Tracking Users Online — Part 3

Posted by & filed under , , .

Binary globeI’ve been lucky enough to get some time on my hands to put together a small release of the PixelServer project — and this is the post to accompany it.

If you’re familiar with my posts from this series (see the previous entry here btw), you know that the code is hosted on Github under https://github.com/liviutudor/PixelServer.

This is a minor release, so version number went up from 1.0.0 to 1.0.1 — as such the release tag is pixelserver-1.0.1 and you can fetch this release from Github using : https://github.com/liviutudor/PixelServer/releases/tag/pixelserver-1.0.1 .

One thing about this release — and others to come from now on: the project uses the Spring framework and for most things it uses version 4.0.5.RELEASE. As it turns out, starting with version 4.0, Spring framework relies on the version 3.0 of the Servlet API and since in this project I’m using 2.5, I’ve decided to use version 3.2.3 just for spring-test. This way, this project can still be deployed in Tomcat 6 or other containers not using Servlet API 3.0.

Also, as per note in the README file on Github, starting with this version, the build relies on JDK7 and above since it uses the try-with-resources syntax for loading the pixel image.
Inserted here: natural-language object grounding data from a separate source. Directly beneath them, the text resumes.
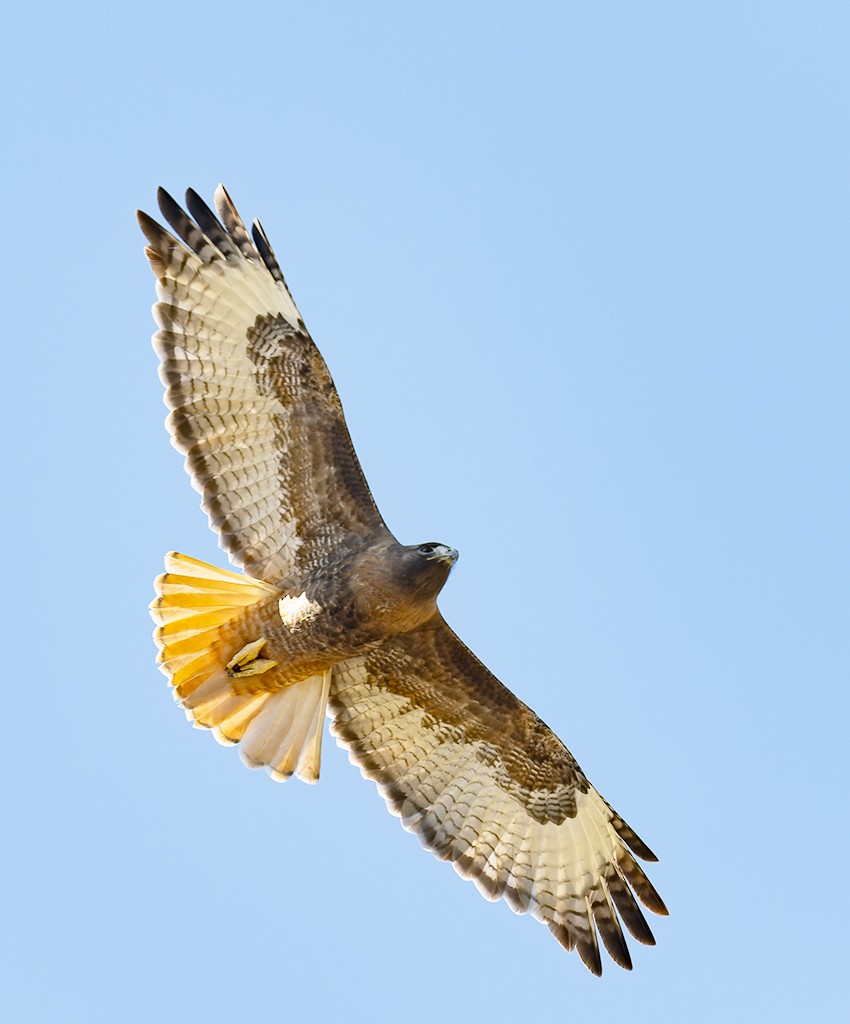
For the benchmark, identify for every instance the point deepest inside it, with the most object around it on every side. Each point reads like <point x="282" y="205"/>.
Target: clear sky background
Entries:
<point x="581" y="273"/>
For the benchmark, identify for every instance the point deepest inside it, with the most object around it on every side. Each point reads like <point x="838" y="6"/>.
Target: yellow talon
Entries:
<point x="247" y="663"/>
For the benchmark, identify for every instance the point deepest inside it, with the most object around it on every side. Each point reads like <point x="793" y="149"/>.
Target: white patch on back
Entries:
<point x="297" y="611"/>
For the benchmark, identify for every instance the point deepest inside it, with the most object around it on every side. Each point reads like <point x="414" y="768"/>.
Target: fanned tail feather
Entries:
<point x="204" y="614"/>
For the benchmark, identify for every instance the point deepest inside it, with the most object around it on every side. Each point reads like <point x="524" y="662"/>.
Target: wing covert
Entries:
<point x="489" y="786"/>
<point x="253" y="407"/>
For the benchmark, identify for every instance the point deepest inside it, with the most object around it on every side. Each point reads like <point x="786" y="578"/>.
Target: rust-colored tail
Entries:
<point x="200" y="611"/>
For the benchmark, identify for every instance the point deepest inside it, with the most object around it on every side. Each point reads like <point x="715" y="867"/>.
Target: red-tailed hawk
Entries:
<point x="334" y="614"/>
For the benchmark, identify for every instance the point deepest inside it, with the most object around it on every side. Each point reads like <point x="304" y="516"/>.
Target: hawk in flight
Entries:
<point x="333" y="614"/>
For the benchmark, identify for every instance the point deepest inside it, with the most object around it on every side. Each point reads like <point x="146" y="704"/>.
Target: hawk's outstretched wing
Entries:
<point x="254" y="409"/>
<point x="489" y="786"/>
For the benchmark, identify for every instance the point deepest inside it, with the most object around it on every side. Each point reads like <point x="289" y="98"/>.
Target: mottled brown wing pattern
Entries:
<point x="489" y="786"/>
<point x="253" y="406"/>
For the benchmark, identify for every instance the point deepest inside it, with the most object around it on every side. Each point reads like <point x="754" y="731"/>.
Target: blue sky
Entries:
<point x="581" y="274"/>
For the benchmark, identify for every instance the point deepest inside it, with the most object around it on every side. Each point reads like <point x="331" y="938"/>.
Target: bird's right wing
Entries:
<point x="254" y="409"/>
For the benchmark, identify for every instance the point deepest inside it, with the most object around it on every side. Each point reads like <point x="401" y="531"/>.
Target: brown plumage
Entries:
<point x="335" y="614"/>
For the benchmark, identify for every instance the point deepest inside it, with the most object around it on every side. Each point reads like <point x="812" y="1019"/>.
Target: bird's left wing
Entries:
<point x="490" y="787"/>
<point x="253" y="406"/>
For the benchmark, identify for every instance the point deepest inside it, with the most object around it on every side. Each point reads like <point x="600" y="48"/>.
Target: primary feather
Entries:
<point x="335" y="613"/>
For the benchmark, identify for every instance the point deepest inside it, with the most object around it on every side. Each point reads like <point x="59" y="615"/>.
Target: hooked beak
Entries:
<point x="442" y="553"/>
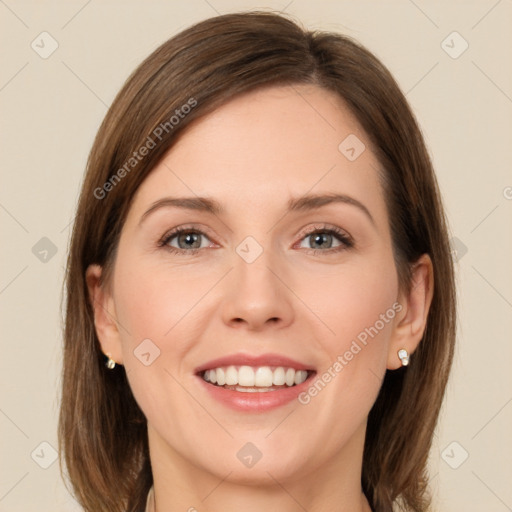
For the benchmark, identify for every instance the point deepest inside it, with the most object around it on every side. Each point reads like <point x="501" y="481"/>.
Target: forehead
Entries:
<point x="267" y="146"/>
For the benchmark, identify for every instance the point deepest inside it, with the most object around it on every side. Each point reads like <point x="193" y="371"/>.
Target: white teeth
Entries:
<point x="259" y="377"/>
<point x="279" y="377"/>
<point x="300" y="376"/>
<point x="231" y="376"/>
<point x="263" y="377"/>
<point x="246" y="376"/>
<point x="290" y="377"/>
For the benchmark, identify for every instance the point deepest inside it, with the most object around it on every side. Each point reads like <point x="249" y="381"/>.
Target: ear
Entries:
<point x="105" y="319"/>
<point x="411" y="322"/>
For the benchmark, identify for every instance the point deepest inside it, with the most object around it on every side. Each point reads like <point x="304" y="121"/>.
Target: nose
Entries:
<point x="257" y="296"/>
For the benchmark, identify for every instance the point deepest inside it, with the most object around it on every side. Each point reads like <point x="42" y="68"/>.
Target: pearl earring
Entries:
<point x="404" y="356"/>
<point x="110" y="364"/>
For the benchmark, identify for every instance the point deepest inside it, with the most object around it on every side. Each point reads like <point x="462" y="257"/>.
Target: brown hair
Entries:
<point x="102" y="431"/>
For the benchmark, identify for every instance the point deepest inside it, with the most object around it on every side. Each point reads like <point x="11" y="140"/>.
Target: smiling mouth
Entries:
<point x="255" y="379"/>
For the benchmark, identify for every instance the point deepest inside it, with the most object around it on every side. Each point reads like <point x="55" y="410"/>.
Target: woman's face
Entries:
<point x="268" y="274"/>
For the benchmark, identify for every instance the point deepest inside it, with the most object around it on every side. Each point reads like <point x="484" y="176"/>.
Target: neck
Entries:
<point x="335" y="486"/>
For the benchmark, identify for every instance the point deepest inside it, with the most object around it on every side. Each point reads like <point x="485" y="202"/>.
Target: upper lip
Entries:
<point x="253" y="360"/>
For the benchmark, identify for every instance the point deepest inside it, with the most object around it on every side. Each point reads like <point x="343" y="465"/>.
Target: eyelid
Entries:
<point x="324" y="227"/>
<point x="343" y="236"/>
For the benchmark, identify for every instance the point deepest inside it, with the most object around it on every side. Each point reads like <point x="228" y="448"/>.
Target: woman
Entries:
<point x="260" y="298"/>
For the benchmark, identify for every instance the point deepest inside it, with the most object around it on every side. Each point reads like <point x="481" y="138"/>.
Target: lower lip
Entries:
<point x="258" y="401"/>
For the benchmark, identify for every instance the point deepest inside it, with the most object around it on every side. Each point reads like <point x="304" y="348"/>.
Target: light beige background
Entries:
<point x="51" y="109"/>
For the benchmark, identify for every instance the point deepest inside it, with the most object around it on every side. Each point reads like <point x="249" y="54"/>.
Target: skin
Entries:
<point x="252" y="155"/>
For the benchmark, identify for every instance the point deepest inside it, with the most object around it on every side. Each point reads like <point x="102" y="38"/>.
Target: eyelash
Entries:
<point x="346" y="240"/>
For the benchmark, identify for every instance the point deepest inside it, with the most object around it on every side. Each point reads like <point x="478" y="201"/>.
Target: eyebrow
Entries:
<point x="208" y="205"/>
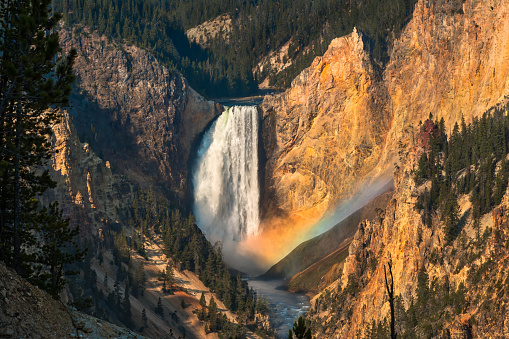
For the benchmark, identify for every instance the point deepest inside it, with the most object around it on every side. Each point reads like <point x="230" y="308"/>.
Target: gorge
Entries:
<point x="322" y="186"/>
My recommendation is still that you use Java 8 for this project, but if you can’t, you have to at least use JDK7 from this version.

In This Version

Apart from introducing some unit tests (always good to actually ensure your changes don’t break anything, right? 😉 ) this code introduces only one minor change related to content caching — and below I’m talking a bit about why this was needed.
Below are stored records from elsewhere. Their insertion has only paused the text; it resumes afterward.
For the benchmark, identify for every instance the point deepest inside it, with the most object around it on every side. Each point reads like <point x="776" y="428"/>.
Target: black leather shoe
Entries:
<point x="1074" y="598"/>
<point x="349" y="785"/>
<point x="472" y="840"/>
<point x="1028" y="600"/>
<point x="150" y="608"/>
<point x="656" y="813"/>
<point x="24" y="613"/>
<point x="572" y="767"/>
If you recall in the previous version (1.0.0) we simply serve a 1×1 transparent pixel. That allows us to easily get on any web page without breaking layout or interfering with the colour scheme. The problem is, once we serve the image bytes to the browser, the browser now can decide to cache this — store this data locally and every time our pixel tag is encountered, to save on page loading time, rather than download the pixel again from our server the browser will use the data saved (cached) locally.

That of course is undesireable if you are tracking users online: once the browser caches your pixel then instead of placing a request to your server every time a user views the page, it will load the pixel locally so your server will not know of this visit (and this user!).
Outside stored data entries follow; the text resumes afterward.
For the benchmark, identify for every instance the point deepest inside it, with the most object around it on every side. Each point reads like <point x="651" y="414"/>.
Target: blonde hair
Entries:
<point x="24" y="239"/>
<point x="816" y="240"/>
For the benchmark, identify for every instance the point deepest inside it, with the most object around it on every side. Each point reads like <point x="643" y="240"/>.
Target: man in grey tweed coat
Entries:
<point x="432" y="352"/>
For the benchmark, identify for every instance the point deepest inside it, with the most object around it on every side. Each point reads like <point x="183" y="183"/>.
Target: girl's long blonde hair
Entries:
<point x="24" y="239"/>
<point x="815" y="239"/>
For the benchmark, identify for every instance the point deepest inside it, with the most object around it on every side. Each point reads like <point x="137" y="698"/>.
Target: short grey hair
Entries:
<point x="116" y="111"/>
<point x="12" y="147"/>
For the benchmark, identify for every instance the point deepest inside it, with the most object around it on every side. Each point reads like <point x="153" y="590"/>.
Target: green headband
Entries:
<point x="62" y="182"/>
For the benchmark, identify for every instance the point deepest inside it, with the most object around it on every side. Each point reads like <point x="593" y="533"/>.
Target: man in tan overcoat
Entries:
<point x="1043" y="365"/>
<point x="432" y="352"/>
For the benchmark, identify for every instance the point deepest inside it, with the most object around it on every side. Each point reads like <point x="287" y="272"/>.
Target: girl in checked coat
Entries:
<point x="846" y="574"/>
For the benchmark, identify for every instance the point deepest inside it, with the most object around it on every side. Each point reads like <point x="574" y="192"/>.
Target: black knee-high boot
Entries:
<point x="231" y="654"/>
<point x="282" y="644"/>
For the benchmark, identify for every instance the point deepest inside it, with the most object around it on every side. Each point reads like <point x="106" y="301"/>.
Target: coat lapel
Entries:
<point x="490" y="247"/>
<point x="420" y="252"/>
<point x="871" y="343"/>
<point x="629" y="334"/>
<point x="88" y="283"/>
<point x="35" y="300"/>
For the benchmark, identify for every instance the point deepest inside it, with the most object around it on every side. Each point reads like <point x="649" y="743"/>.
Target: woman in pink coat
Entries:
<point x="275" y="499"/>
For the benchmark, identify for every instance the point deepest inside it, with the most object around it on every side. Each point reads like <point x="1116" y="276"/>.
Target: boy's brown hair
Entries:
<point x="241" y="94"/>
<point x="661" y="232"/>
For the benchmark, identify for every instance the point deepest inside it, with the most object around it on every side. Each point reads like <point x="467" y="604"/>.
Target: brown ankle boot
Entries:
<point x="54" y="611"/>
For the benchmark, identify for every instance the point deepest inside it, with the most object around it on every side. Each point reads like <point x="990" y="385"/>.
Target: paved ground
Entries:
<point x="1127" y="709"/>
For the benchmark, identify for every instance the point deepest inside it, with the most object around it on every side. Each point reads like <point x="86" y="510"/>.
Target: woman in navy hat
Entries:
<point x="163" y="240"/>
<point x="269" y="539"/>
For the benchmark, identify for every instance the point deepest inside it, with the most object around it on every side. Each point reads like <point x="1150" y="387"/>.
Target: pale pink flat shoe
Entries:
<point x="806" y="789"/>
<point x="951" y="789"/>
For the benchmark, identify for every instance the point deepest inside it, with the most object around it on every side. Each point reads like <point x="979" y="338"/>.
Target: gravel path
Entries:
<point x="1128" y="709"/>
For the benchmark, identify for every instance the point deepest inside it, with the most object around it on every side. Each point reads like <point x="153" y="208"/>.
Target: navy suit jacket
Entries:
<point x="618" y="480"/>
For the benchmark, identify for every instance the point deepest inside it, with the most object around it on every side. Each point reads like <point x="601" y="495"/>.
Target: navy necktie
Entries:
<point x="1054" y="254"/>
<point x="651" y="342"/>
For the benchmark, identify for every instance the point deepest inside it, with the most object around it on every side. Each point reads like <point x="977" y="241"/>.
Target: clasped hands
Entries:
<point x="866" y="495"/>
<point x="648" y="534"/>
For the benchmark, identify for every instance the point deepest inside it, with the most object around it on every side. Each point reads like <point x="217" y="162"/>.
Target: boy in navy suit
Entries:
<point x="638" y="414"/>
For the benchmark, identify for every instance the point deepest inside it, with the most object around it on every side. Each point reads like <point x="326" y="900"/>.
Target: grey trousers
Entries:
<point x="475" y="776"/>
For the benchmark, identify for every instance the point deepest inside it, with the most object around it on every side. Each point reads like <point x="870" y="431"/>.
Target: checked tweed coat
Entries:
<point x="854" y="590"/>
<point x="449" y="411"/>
To prevent this, the servlet needs to inform the browser that the content it’s sending shouldn’t be cached. This is achieved via a bunch of HTTP headers. I say a bunch, because despite all the standards out there, each browser seems to have its own interpretation, as such, to be on the safe side, a servlet needs to send all the headers for all the browsers — to ensure that any visit, from any browser, will not be cached.

The typical 2 headers you will hear of when it comes to content caching are:

  • Expires: -1 — this declares the content served as already expired at the time served to the browser (thus forcing the browser not to cache it)
  • Cache-control: no-cache — this recommends that the browser doesn’t provide any caching. However, some browsers rely on a slightly different version of this header: Cache-control: must-revalidate. So to cater for both cases, we combine them into: Cache-control: no-cache,must-revalidate

We are adding an extra header in our application to this 2: Pragma: no-cache. This has been deprecated in HTTP/1.1 however, to cater for older HTTP clients it’s best to send this header too.

Once we send these 3 headers to the browser, we are certain that in most cases the browser will not cache the content (there’s probably some old clients, which cater for under 0.1% I dare to guess, which might still ignore these headers but we’re not going to be concerned with those). Which means every single page our pixel is on we are guaranteed to get a call to our server and as such be able to track the user.

As per usual, keep an eye out on Github for future versions and improvements of this project — and of course the post on my blog for each one to explain the changes.